Valorisation des principales banques numériques émergentes
Les banques numériques crypto arrivent aujourd’hui à un tournant comparable. Le modèle « wallet + carte bancaire » n’est plus une stratégie différenciante : tout fournisseur peut lancer ces services aisément. Ce qui distingue réellement les plateformes, c’est leur stratégie de monétisation : certaines perçoivent des intérêts sur les soldes utilisateurs, d’autres tirent profit des flux de paiements en stablecoins, et quelques-unes misent sur l’émission et la gestion de stablecoins, la source de revenus la plus stable et prévisible du secteur.

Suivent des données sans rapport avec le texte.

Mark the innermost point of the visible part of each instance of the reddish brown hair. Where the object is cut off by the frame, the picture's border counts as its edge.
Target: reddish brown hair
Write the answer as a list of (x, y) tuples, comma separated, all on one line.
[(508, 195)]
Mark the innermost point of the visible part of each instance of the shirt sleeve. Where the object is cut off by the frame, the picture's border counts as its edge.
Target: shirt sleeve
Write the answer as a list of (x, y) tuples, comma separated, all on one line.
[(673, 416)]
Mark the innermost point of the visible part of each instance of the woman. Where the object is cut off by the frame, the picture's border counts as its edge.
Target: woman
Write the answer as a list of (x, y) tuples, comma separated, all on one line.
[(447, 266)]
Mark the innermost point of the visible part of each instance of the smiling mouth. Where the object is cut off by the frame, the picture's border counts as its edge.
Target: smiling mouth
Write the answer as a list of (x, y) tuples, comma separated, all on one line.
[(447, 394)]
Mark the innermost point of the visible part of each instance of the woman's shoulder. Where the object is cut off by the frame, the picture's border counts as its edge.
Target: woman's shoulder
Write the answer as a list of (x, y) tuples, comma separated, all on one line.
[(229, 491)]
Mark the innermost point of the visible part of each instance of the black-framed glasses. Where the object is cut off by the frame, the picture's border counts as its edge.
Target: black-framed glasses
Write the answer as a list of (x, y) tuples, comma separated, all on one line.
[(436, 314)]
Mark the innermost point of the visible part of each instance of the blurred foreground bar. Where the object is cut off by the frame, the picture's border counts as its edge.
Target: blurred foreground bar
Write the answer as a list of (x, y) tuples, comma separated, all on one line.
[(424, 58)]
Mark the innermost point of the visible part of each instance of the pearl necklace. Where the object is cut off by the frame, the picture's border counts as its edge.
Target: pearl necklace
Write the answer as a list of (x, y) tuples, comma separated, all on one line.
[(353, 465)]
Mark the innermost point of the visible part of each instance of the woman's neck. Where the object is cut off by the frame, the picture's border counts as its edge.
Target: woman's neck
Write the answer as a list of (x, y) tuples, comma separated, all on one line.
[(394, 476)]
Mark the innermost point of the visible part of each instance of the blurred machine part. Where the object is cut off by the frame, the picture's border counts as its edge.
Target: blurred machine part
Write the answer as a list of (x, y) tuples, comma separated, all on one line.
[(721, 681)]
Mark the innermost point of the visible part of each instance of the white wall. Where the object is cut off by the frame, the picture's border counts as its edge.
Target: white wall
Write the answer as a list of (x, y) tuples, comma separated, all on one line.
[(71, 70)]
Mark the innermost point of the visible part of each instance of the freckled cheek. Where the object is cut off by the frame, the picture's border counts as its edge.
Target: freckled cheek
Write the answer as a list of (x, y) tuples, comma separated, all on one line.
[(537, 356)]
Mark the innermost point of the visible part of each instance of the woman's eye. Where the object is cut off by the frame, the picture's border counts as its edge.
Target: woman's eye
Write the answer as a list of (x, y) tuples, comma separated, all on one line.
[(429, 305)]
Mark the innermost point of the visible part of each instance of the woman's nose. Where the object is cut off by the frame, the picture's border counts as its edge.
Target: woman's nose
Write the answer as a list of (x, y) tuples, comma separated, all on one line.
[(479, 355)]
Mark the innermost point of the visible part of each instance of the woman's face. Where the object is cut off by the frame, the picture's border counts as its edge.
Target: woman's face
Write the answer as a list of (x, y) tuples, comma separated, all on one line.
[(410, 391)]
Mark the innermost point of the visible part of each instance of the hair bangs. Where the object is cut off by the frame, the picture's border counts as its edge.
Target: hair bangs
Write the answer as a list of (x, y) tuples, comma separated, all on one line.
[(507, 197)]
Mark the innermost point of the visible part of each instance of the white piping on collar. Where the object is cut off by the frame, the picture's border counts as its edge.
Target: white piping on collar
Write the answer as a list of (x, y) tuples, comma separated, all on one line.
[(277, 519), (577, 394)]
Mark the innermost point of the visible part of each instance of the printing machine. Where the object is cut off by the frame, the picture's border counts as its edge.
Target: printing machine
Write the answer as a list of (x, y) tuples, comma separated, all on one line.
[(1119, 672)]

Cela explique la montée en puissance des stablecoins. Pour les stablecoins adossés à des réserves, les profits proviennent de l’investissement des réserves en obligations d’État à court terme ou en équivalents de trésorerie, les intérêts revenant à l’émetteur du stablecoin — et non aux banques numériques qui se limitent à proposer la détention ou l’utilisation de stablecoins. Ce modèle de profit n’est pas spécifique aux crypto-actifs : dans la finance traditionnelle, les banques numériques ne perçoivent pas non plus d’intérêts sur les dépôts — ce sont les banques partenaires dépositaires qui les encaissent. Les stablecoins rendent ce modèle de « séparation du rendement » encore plus transparent et concentré : l’entité détenant les obligations d’État ou la trésorerie perçoit les intérêts, tandis que les applications orientées utilisateur se concentrent sur l’acquisition et l’expérience client.
À mesure que l’adoption des stablecoins progresse, une tension se dessine : les plateformes qui favorisent la croissance utilisateur, l’appariement des transactions et la confiance bénéficient rarement du revenu généré par les réserves. Ce déficit pousse les entreprises à s’intégrer verticalement — en allant au-delà des outils front-end pour contrôler la conservation et la gestion des fonds.
C’est la raison pour laquelle des sociétés comme Stripe et Circle accélèrent leur stratégie stablecoin. Elles ne se contentent plus de distribuer des stablecoins, mais investissent dans le règlement et la gestion des réserves, qui sont les principaux centres de profit. Stripe, par exemple, a lancé sa propre blockchain, Tempo, spécifiquement conçue pour des transferts de stablecoins instantanés et à faible coût. Plutôt que de s’appuyer sur Ethereum ou Solana, Stripe a développé ses propres canaux de transaction, maîtrisant ainsi le règlement, les frais et le débit pour une rentabilité renforcée.
Circle suit une approche similaire : il a développé Arc, un réseau de règlement dédié à l’USDC. Avec Arc, les institutions peuvent transférer de l’USDC instantanément, sans congestion sur les chaînes publiques ni frais élevés. En pratique, Arc constitue un back-end USDC indépendant, libérant Circle des contraintes des infrastructures externes.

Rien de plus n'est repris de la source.